D’où viennent les visiteurs
La réponse tient d’abord au territoire. La moitié du public résidait dans les Hauts-de-France, dont 11,9 % de Roubaisiens, d’après le bilan relayé par L’essentiel. Le reste s’est partagé entre 21 % d’autres régions et 8 % d’Île-de-France. Ce record est d’abord une affaire de proximité: un public local venu se reconnaître dans une histoire qui est aussi la sienne. Le musée y voit la preuve qu’une exposition peut rayonner sans renier ses racines.

Le lieu lui-même joue sa part. Installé dans une ancienne piscine art déco, La Piscine attire par son cadre autant que par ses expositions, et un sujet patrimonial parlant au grand public y trouve un écrin idéal.
Picasso, 2004116 188
La Redoute, 2026119 748
Unité : nombre total de visiteurs. Période : expo Picasso de 2004 et expo La Redoute du 6 mars au 5 juillet 2026. Limite : chiffres de fréquentation annoncés par le musée, pour deux expositions de durées différentes.
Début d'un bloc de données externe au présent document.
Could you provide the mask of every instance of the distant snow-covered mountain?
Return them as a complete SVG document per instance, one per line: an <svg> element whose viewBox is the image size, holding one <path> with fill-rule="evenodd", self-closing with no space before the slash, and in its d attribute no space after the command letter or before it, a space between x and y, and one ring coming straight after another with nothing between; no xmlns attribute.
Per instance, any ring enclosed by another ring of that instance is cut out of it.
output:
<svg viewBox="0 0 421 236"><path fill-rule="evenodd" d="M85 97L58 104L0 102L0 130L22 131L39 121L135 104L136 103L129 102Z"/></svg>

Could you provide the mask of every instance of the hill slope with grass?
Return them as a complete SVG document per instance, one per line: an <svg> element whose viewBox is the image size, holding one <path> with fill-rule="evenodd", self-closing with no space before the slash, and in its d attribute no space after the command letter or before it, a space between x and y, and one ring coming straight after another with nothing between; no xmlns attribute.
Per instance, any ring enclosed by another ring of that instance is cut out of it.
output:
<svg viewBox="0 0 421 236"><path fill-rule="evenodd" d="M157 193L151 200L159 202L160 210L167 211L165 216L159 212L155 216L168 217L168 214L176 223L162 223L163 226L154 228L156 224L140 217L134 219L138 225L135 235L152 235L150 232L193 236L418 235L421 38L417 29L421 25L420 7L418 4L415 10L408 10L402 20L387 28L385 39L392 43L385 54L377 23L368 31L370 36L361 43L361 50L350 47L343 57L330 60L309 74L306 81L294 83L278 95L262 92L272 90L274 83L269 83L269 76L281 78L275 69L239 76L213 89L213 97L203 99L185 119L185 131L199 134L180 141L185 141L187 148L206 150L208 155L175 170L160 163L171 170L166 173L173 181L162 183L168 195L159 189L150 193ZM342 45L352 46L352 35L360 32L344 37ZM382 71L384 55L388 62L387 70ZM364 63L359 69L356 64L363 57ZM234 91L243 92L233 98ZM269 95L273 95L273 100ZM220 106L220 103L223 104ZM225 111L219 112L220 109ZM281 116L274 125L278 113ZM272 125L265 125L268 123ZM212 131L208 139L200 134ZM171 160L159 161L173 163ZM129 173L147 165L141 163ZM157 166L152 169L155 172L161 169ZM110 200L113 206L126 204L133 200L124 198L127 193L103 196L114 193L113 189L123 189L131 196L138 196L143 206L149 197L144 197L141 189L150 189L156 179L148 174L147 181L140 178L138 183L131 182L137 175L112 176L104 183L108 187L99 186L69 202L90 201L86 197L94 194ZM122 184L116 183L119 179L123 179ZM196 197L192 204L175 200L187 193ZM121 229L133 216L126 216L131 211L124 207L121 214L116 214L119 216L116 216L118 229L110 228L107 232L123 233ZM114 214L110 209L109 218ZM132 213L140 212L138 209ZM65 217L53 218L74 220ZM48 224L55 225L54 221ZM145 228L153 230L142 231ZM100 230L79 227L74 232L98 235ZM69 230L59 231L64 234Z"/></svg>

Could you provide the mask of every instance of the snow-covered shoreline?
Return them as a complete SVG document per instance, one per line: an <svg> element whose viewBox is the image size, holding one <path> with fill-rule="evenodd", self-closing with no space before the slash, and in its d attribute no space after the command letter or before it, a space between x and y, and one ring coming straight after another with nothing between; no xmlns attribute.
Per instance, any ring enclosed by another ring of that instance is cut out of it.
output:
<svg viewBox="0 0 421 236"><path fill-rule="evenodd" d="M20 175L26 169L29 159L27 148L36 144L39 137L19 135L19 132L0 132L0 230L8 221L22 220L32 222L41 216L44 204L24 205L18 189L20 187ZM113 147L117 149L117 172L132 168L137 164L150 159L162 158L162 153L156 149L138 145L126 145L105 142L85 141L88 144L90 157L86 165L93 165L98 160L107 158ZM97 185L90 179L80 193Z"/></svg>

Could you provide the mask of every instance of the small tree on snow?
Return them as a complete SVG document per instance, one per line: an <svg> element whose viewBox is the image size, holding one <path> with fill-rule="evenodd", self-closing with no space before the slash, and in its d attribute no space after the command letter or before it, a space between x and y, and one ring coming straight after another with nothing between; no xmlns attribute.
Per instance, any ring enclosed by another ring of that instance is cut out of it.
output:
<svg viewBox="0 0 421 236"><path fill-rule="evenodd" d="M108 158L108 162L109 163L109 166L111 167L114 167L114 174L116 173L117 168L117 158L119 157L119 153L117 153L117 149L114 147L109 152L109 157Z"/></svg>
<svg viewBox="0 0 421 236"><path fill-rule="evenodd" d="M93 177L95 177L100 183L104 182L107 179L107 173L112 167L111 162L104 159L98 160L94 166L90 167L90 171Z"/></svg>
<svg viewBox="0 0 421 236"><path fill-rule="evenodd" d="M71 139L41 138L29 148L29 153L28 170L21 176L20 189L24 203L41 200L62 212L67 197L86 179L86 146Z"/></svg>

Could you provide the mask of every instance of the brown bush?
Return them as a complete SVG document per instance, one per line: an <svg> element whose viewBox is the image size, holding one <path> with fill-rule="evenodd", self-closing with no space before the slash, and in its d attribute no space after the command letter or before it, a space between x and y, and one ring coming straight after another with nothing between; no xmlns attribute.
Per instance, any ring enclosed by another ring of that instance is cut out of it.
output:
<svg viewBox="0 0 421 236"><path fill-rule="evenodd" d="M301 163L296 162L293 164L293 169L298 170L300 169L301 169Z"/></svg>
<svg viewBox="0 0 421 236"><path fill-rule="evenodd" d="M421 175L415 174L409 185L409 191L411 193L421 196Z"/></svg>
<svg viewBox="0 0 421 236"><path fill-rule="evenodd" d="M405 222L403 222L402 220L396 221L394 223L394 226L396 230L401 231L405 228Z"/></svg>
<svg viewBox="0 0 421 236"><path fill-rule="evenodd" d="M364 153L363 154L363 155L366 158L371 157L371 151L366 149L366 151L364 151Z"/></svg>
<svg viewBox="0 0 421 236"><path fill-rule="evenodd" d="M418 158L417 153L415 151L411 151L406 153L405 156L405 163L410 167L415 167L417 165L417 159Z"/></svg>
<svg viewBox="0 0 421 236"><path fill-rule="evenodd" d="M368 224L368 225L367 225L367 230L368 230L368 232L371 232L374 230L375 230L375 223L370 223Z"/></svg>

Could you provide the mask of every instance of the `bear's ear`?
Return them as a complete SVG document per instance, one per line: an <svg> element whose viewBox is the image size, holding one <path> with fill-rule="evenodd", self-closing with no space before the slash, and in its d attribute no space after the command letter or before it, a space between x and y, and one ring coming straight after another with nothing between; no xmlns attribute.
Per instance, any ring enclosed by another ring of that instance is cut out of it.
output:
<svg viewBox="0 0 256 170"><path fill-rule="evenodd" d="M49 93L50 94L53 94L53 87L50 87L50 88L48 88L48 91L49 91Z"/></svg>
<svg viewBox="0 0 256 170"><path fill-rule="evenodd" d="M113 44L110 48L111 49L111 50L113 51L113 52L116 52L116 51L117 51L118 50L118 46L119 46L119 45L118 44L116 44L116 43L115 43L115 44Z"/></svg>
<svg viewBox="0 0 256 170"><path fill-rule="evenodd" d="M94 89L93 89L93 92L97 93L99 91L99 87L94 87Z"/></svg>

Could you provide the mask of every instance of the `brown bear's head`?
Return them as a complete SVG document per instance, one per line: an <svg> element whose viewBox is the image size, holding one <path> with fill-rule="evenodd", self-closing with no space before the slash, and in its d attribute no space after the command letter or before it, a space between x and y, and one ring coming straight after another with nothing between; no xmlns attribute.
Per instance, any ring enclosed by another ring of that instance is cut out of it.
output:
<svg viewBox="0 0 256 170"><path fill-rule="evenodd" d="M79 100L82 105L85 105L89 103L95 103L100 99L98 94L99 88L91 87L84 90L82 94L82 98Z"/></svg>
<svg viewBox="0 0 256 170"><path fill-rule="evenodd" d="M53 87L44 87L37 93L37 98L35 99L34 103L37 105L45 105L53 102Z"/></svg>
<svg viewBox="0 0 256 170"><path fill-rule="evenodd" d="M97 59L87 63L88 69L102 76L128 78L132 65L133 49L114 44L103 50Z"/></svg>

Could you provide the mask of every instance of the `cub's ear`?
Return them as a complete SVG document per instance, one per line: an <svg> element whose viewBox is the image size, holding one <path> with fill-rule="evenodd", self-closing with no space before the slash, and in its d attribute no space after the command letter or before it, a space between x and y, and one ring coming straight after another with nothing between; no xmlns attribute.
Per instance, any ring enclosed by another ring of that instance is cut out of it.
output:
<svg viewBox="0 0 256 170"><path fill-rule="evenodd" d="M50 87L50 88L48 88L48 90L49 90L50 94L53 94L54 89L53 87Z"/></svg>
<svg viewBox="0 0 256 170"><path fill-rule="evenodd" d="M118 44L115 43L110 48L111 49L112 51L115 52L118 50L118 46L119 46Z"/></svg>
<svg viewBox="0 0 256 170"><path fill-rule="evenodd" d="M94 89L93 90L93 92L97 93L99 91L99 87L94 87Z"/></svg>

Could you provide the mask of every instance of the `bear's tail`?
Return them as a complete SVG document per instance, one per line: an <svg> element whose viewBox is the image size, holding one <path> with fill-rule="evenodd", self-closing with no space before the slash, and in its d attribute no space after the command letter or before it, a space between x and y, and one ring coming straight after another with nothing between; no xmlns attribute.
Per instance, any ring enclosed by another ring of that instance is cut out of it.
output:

Pourquoi La Redoute plutôt que Picasso
Le sujet touche à l’intime. Des générations ont feuilleté le catalogue de La Redoute à la maison, commandé leur première tenue de rentrée ou guetté le colis. Une rétrospective d’art demande une clé de lecture; une saga de la vie quotidienne parle immédiatement, des grands-parents aux petits-enfants. S’y ajoute la fierté d’un territoire qui voit son histoire industrielle exposée non comme un déclin, mais comme une aventure. Le contre-pied a sans doute fait le reste: l’idée qu’un catalogue puisse damer le pion à Picasso a piqué la curiosité bien au-delà de la région.
Mis côte à côte, les deux compteurs racontent une bascule discrète mais nette.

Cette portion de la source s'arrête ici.